– ¡Dejadme! -grité-. ¡Dejadme para que lo vea todo una última vez, por favor!
– Dinos de inmediato -me ordenó Negro- cómo fue tu encuentro con Maese Donoso aquella noche. Entonces te soltaremos.
– Volvía a casa desde el café y el pobre Maese Donoso apareció ante mí. Estaba preocupado y tenía muy mal aspecto. Al principio me dio pena. Dejadme ahora y luego os lo contaré. Se me está oscureciendo la vista.
– No se oscurece tan rápido -replicó Negro con descaro-. El Maestro Osman fue capaz de identificar con los ojos agujereados el caballo de los ollares cortados, créeme.
– El pobre Maese Donoso me dijo que quería hablar conmigo, que sólo confiaba en mí.
Pero ahora no era él quien me daba pena, sino yo mismo.
– Si hablas antes de que la sangre te forme costra en los ojos, cuando amanezca podrás ver el mundo por última vez hasta hartarte -dijo Negro-. Mira, está amainando la lluvia.

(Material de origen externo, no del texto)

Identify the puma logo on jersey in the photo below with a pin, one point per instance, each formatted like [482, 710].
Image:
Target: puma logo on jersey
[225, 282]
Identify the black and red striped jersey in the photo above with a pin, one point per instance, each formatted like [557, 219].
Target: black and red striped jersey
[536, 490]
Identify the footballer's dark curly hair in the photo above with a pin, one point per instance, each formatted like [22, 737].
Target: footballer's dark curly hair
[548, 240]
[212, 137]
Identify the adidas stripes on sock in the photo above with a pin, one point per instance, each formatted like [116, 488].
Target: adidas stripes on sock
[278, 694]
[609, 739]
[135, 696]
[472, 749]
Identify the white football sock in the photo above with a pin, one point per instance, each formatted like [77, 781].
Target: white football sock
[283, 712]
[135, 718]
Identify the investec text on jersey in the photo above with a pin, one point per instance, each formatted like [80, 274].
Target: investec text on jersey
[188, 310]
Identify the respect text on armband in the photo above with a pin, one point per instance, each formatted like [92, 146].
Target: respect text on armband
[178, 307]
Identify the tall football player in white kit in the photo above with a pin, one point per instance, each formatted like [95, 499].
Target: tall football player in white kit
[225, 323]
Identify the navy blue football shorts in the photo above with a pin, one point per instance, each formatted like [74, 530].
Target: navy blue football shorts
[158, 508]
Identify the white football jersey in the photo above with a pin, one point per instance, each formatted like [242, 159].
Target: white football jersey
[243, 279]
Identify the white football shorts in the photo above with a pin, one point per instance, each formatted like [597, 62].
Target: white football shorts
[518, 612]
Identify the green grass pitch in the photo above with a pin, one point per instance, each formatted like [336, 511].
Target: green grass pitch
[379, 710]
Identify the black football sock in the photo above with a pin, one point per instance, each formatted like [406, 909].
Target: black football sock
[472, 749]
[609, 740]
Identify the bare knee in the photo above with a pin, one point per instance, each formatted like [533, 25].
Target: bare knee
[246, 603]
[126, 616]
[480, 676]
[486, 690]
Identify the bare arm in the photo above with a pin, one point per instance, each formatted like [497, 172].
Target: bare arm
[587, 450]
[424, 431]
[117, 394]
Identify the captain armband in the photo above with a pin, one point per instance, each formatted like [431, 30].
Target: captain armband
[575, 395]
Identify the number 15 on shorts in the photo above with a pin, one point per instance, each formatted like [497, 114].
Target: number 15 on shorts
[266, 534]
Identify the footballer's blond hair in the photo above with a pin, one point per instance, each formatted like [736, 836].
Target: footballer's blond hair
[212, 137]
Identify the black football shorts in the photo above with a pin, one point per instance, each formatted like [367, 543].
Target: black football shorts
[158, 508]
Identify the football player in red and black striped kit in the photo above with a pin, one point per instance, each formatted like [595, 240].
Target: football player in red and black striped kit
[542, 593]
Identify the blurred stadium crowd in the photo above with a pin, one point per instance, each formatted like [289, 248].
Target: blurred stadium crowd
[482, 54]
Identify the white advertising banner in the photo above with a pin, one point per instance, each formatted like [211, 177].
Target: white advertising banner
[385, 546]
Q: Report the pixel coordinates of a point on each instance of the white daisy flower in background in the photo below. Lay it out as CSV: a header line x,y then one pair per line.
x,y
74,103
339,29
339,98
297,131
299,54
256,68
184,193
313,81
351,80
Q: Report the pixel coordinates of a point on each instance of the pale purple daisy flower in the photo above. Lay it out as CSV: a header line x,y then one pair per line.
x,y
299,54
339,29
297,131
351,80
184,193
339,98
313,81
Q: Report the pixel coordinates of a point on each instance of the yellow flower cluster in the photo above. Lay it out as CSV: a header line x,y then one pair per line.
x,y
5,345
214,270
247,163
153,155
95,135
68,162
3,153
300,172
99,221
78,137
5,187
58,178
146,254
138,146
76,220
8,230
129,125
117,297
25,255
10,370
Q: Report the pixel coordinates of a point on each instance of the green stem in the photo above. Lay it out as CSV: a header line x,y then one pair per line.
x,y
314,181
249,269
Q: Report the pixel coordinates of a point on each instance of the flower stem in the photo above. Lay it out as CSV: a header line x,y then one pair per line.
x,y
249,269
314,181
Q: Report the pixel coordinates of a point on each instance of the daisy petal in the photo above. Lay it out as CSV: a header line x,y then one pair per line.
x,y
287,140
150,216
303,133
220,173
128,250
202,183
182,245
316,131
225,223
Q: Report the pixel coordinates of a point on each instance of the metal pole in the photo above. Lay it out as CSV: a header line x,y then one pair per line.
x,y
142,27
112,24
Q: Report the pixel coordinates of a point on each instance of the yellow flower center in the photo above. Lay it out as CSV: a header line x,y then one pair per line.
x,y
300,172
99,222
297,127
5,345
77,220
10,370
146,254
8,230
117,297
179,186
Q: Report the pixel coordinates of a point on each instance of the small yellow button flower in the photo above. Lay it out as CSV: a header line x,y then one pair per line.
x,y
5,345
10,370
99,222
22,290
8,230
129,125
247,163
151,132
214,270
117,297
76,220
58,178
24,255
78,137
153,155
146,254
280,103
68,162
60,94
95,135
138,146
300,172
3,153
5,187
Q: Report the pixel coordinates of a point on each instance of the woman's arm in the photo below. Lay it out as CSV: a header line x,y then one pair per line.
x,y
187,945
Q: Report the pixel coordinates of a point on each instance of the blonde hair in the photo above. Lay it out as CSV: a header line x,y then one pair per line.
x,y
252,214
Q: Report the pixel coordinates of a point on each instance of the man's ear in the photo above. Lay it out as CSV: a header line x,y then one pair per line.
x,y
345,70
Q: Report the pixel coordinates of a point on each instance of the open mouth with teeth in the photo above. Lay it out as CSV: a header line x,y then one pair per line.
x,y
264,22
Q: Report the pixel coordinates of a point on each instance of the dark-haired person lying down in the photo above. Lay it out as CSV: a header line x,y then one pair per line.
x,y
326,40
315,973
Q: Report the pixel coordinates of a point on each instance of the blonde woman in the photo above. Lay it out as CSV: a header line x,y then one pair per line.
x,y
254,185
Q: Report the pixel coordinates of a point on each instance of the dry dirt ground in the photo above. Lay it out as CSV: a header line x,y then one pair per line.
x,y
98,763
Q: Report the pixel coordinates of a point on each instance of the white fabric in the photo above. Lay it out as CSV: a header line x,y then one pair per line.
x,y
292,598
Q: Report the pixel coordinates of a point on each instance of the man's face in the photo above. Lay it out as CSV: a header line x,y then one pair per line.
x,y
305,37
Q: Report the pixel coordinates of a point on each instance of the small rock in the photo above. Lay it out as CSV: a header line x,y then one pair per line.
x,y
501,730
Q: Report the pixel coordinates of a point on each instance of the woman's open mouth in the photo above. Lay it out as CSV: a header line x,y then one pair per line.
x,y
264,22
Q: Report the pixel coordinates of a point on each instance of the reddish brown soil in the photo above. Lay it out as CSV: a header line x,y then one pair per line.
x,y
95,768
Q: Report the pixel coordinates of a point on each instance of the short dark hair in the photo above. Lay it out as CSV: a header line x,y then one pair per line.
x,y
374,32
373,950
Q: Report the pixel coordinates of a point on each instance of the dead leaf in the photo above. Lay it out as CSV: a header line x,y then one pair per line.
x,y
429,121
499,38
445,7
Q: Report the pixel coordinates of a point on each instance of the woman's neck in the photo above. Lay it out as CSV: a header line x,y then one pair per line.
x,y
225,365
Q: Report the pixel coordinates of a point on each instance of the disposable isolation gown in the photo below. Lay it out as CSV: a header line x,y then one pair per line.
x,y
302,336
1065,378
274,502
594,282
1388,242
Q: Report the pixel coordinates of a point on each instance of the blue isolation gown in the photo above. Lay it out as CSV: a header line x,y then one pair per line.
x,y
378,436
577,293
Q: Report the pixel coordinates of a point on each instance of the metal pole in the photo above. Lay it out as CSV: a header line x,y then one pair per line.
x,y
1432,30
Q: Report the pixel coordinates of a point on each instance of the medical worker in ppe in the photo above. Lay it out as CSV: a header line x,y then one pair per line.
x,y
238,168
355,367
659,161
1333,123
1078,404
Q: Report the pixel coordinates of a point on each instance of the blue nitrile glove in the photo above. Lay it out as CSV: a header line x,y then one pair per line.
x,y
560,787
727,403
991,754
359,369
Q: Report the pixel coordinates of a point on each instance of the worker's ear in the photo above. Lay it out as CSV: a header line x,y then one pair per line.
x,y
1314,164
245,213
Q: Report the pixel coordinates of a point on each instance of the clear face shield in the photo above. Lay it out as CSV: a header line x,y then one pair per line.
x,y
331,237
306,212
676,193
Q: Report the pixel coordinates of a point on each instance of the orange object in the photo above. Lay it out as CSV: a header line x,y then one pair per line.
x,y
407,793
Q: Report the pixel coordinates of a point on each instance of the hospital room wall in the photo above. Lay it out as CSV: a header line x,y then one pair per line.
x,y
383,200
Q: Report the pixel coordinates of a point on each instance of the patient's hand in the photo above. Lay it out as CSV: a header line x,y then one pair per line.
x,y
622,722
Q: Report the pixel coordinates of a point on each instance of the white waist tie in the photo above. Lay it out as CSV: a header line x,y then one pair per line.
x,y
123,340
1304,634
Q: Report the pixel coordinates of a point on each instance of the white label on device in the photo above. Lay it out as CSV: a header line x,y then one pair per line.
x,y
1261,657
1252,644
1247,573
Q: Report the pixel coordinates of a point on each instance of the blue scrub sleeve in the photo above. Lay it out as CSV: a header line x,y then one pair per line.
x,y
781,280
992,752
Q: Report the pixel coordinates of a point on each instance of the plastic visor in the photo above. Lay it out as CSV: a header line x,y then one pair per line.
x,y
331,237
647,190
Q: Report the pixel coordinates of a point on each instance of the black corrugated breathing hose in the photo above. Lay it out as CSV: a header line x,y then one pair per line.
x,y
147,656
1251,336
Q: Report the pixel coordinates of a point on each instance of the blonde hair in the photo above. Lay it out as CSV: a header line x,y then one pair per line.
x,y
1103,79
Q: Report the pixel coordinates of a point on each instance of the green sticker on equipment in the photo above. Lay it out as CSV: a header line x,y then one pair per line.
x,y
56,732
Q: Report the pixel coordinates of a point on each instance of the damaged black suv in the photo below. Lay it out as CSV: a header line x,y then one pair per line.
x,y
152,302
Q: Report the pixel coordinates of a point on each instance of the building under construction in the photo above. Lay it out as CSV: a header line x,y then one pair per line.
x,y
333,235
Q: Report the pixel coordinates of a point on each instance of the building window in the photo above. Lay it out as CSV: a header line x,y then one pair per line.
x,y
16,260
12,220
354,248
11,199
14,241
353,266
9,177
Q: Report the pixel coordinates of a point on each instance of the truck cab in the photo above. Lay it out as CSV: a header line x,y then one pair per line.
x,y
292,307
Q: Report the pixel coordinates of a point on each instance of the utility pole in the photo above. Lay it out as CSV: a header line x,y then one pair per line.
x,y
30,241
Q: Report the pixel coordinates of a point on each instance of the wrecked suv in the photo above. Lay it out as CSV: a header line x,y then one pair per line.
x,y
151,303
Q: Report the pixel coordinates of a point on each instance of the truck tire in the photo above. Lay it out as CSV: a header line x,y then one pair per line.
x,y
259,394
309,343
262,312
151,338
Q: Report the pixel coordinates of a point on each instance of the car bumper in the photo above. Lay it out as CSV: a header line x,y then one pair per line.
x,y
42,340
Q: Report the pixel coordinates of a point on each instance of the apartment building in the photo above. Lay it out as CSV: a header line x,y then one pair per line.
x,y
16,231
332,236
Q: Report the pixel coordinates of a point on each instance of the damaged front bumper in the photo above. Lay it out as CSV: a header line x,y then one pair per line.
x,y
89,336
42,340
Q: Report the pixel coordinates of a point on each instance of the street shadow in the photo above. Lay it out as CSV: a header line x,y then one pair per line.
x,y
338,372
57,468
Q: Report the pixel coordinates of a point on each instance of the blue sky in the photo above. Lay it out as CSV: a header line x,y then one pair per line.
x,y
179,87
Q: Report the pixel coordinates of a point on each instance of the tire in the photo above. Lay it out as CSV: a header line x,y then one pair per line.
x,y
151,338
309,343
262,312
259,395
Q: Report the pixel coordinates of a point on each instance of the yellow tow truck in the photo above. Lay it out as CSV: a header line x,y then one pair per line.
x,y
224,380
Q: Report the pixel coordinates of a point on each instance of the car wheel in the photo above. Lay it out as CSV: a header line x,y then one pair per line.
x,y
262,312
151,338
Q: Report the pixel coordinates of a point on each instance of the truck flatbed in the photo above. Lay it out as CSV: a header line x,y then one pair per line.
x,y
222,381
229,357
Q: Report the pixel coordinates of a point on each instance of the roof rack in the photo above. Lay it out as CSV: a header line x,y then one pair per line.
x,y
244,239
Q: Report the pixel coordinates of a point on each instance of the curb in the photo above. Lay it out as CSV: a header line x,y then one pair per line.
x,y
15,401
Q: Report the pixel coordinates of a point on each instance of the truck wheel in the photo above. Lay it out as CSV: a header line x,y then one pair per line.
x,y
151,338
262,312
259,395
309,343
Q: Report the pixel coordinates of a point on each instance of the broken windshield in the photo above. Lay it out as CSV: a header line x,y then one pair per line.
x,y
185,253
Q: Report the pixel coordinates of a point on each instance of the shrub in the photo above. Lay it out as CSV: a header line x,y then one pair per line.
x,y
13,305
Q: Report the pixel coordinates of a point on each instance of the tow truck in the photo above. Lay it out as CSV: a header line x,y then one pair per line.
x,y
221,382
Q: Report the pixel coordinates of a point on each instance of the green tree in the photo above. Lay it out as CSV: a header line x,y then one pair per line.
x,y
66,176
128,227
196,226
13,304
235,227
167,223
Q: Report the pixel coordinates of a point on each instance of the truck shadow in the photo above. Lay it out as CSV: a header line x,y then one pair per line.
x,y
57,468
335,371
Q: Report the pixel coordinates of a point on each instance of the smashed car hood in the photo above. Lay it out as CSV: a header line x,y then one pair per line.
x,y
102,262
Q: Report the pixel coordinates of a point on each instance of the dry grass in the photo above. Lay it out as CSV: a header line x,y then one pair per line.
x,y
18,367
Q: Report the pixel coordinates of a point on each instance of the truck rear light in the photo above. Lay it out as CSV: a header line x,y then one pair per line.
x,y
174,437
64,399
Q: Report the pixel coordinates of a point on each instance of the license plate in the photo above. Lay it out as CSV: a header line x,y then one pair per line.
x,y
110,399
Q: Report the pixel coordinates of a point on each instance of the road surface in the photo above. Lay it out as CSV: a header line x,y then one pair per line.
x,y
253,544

– Volvamos al café, le dije, pero enseguida me di cuenta de que no le gustaba aquello, de que le tenía miedo. Fue así como por primera vez comprendí que Maese Donoso había roto por completo con nosotros y se había alejado después de veinticinco años de pintar juntos desde los tiempos en que éramos aprendices. En los últimos ocho o nueve años, desde que se casó, lo veía por el taller pero ni siquiera sabía qué era lo que estaba haciendo… Me dijo que había visto la última ilustración. Y que allí había un enorme pecado. Algo con lo que ninguno de nosotros podría seguir adelante. Decía que sólo por eso todos arderíamos en el Infierno. Estaba aterrorizado, muerto de miedo; lo abrumaba esa sensación de hundimiento de quien ha cometido un horrible pecado sin darse cuenta.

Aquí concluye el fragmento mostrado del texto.